Divorce, that common adult event, has negative causes and consequences. Still this life event can result in greater well-being, and even a sexual rebirth (for females), especially if couples were very distressed (versus simply feeling “a bit” unfulfilled) with their mates. Although many people do remarry after divorcing, the odds of finding a new mate don’t favor females, and second marriages can be difficult, because it’s hard for stepchildren to get attached to a “new” mom or dad. Attachments are more likely when stepfamilies provide a loving atmosphere, and a stepdad lives with the children for an extended time. Stepchildren give both men and women tremendous joy.

Parenthood

Although many more people can become parents in our twenty-first-century society, a major concern in Europe and Asia is declining fertility rates. Despite our negative stereotypes, childless adults are not more self-centered or unhappy than parents.

The transition to parenthood tends to lessen romance and happiness, for both gay and heterosexual couples, and especially for men who have not married the mother. Gender roles become more traditional. Conflicts centered on marital equity can arise. Still, some couples grow closer after the baby is born. Coping constructively with conflicts before becoming parents predicts how a relationship will fare after the child arrives.

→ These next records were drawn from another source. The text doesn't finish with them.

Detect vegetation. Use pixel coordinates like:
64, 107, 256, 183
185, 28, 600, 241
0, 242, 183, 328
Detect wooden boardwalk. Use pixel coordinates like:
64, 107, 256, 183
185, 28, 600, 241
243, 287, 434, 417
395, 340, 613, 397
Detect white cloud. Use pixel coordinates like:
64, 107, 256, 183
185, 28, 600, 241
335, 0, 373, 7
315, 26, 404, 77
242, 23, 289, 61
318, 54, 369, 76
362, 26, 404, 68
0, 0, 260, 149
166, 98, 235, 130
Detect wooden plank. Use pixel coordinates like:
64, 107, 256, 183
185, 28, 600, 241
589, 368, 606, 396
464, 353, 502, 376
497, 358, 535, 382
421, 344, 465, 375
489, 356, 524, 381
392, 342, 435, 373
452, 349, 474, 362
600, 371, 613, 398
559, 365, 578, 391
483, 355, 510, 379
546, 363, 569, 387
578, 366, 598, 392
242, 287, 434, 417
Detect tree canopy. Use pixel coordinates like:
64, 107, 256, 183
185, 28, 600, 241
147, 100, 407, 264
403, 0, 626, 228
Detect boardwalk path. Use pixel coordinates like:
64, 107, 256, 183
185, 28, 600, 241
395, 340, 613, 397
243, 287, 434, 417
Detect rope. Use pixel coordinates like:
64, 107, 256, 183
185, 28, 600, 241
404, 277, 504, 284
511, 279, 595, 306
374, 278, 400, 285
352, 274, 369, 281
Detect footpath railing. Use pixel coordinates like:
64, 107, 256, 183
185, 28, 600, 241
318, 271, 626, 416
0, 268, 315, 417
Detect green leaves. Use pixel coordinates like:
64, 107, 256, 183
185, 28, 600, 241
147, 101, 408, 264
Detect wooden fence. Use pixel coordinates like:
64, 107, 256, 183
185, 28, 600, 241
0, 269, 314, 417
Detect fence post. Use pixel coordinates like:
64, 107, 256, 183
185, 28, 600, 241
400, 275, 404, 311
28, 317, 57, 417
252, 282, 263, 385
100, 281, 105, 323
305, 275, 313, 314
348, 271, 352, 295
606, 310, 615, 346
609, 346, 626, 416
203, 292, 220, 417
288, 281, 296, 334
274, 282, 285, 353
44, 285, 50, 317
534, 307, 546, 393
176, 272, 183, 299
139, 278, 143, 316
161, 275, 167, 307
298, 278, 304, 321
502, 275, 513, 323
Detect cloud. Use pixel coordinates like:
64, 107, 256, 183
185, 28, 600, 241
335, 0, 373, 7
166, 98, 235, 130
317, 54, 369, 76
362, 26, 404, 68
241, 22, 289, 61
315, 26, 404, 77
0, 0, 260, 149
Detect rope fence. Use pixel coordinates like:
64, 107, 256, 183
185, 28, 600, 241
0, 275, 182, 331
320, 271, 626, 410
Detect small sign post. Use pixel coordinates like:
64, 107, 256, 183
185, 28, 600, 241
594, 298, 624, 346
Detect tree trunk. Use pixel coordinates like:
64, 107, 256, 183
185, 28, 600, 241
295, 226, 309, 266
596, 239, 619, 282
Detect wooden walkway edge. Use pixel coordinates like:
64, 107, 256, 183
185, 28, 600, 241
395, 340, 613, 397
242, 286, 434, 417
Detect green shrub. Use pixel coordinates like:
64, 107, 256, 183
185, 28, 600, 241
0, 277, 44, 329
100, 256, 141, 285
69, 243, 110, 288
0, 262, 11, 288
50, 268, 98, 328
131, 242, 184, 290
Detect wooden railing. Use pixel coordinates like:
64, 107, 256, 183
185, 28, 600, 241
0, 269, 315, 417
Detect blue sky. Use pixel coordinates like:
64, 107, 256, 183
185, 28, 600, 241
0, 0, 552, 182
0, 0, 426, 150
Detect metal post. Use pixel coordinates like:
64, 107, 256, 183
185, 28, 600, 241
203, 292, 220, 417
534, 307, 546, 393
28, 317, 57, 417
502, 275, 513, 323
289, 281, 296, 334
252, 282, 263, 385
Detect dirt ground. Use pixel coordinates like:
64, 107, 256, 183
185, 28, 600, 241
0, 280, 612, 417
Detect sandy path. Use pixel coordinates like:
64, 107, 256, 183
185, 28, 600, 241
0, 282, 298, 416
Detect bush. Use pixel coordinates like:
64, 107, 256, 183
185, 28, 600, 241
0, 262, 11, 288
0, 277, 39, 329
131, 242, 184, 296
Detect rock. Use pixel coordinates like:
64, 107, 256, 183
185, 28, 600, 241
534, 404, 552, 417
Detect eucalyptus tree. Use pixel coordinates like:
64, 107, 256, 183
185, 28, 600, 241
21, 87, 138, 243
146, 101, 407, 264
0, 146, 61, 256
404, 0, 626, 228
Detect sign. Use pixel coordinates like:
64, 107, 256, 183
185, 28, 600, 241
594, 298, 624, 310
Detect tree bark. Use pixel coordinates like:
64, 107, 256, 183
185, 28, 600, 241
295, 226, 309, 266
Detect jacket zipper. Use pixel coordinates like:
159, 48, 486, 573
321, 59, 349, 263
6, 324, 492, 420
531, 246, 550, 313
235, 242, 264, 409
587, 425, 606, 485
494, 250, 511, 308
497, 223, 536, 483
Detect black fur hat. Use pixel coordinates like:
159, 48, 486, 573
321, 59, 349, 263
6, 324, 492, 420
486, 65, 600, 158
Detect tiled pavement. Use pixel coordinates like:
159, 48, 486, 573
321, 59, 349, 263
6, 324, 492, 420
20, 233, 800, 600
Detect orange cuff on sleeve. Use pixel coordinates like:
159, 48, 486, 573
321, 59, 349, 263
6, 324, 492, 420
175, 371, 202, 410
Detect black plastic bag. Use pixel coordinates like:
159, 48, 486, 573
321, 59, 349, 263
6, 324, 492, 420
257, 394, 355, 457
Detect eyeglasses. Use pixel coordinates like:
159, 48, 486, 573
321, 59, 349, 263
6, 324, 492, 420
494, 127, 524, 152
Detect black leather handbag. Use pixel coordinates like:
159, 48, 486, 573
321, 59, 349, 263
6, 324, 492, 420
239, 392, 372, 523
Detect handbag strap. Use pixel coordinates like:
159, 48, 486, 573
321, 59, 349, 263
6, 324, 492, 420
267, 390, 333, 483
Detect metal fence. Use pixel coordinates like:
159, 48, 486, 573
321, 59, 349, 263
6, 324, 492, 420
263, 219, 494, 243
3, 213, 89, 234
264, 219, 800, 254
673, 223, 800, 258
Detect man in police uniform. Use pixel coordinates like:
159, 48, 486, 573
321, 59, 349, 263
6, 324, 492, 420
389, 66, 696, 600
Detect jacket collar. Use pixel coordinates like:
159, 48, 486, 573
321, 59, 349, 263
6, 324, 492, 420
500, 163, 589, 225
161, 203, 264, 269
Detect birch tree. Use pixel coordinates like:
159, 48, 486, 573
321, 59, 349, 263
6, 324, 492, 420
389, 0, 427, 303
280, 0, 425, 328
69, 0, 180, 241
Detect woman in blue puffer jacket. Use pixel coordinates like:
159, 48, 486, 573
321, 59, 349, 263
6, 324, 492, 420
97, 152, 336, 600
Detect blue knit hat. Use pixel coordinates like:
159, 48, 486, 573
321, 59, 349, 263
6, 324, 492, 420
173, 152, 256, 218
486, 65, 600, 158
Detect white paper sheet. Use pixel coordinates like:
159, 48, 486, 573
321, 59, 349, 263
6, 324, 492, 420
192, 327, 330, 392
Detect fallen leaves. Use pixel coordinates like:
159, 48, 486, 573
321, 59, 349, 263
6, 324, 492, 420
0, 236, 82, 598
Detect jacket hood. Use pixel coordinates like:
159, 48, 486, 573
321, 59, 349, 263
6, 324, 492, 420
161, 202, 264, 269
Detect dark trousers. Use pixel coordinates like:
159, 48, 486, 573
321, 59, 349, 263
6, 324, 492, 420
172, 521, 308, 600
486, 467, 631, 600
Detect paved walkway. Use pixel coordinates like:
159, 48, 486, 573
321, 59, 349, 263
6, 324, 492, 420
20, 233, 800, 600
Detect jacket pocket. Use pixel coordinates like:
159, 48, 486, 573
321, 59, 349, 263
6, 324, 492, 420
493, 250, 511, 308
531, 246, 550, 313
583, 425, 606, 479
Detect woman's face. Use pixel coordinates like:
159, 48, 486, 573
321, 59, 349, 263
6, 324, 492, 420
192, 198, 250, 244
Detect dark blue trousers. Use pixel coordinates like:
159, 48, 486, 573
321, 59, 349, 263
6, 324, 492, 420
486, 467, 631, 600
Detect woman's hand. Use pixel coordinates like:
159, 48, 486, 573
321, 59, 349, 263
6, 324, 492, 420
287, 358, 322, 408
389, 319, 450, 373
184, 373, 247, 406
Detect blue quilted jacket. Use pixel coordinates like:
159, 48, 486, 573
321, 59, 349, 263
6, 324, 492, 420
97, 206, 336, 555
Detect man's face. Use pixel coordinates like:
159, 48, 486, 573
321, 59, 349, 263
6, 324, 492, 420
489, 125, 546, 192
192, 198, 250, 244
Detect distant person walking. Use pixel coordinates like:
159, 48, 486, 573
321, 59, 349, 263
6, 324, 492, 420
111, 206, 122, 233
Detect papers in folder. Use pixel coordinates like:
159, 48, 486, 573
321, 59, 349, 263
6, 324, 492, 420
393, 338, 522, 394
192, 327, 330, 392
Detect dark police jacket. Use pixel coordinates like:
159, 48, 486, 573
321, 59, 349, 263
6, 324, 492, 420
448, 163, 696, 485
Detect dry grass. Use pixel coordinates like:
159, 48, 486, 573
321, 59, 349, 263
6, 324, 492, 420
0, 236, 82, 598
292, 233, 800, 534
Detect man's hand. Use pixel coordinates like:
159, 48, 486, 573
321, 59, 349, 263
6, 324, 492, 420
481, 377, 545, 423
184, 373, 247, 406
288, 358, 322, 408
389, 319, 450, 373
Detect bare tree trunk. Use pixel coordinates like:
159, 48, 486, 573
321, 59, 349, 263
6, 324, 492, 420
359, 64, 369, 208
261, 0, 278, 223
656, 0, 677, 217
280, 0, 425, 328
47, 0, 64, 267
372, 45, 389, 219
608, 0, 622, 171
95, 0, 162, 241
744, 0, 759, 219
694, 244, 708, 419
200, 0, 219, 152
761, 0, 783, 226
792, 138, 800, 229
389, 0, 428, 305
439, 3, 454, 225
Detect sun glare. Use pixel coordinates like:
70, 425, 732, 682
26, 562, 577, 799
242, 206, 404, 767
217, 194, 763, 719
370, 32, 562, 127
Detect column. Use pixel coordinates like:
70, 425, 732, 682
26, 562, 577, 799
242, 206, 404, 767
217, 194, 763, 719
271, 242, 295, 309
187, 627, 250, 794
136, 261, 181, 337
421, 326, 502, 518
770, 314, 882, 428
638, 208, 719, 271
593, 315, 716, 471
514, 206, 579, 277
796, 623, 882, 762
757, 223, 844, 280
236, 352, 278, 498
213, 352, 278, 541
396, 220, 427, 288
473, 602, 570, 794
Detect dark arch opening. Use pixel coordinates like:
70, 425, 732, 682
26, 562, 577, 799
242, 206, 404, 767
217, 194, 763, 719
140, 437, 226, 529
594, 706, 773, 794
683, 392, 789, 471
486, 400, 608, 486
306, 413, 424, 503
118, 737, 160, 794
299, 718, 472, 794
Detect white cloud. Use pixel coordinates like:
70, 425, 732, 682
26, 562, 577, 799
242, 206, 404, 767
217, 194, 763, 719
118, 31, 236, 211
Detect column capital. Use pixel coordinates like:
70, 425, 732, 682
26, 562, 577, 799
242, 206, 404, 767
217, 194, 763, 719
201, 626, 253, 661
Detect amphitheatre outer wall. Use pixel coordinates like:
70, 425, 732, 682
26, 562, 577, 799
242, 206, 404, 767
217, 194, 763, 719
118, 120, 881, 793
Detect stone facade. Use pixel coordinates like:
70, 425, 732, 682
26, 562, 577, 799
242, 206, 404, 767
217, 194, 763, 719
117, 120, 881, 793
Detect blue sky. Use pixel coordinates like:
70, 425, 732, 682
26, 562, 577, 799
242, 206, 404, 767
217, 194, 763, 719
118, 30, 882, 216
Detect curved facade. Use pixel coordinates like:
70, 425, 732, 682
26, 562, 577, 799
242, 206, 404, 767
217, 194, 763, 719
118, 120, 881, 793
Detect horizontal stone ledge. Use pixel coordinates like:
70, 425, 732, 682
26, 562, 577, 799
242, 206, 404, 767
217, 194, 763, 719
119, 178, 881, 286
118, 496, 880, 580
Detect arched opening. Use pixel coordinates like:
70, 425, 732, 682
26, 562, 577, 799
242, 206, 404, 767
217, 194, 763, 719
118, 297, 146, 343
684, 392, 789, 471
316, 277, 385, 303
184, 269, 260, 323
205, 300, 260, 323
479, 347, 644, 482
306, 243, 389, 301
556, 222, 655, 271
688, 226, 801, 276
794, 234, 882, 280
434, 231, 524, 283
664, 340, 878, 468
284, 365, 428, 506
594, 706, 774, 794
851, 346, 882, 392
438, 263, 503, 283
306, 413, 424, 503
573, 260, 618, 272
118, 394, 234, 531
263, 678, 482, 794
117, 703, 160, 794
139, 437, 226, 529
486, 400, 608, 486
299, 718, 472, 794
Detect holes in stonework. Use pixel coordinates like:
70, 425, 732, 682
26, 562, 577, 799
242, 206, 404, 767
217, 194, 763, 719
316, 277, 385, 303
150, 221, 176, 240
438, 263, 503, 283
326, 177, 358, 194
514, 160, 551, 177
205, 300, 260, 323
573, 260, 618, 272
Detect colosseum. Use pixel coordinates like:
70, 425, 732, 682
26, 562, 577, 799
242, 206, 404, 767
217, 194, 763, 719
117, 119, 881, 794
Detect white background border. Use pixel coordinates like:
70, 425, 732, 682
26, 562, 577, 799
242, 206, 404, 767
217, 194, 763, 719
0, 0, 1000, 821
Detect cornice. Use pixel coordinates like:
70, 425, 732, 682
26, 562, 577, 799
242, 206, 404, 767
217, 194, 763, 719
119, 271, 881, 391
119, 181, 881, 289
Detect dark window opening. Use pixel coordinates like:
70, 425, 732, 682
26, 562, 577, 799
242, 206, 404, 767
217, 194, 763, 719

The emotional quality of motherhood is affected by a variety of forces, and this experience, although meaningful, is tailor-made to destroy women’s images of how they thought they would behave. Society conveys a sanitized view of motherhood. We tend to blame mothers for their children’s “deficiencies,” and we sometimes berate women who work for not spending enough time with their children. In contrast to our images of an epidemic of uninvolved mothers, twenty-first-century women spend much more time (especially teaching time) with their children than in the past. Contemporary mothers (and fathers) are giving their children unparalleled attention and love—even while they hold down jobs. Today, we expect men to be breadwinners and nurturer fathers as well as good sex-role models and, sometimes, disciplinarians. In recent decades, dads do far more hands on caregiving, although, statistically speaking, women typically still do more. Fathers play with their children in traditionally male, active ways, and vary in their involvement, depending on their fatherhood attitudes and work schedules. Despite our new nurturer fatherhood ideals, men still vitally care about fulfilling the traditional breadwinner role.

Work

We used to have traditional stable careers. Today, we often have boundaryless careers. Technology, while it offers more flexibility with regard to physically being at an office, has led to a blurring of family and work time. We also work longer hours than in the past, partly because Western adults have less job security than in previous decades.

Among college graduates, high core self-evaluations, measured in high school, predict mid-life career happiness and career success. People who have high self-efficacy and optimistic attitudes seek out challenging work, proactively shape their jobs, and manage to enjoy their jobs even when engaged in less meaningful work. The ideal is to see our career as a calling, fully expressing our life mission.

Career happiness (and seeing our job as a calling) involves working hard at a job and, especially, finding an ideal personality–work fit. People want jobs that offer intrinsic career rewards although extrinsic career rewards, such as pay, become salient when people need to support a family or need a paycheck to economically survive. Role overload (too much work to do) and role conflict (being pulled between family and work) impair career satisfaction. While family–work conflict is endemic, especially during the parenting years, work can also enrich family life.

Traditional gender roles still operate in the world of work. Because they are more apt to periodically leave the workforce to provide family care, women have more erratic careers than men. Occupational segregation also explains (a bit) why females who work full time continue to earn less than males. Society gives priority to married fathers in salaries and expects men to out-earn their wives. Unfortunately, when a wife is the primary breadwinner and the husband engages in most of the housework, a couple’s sexual life may be affected.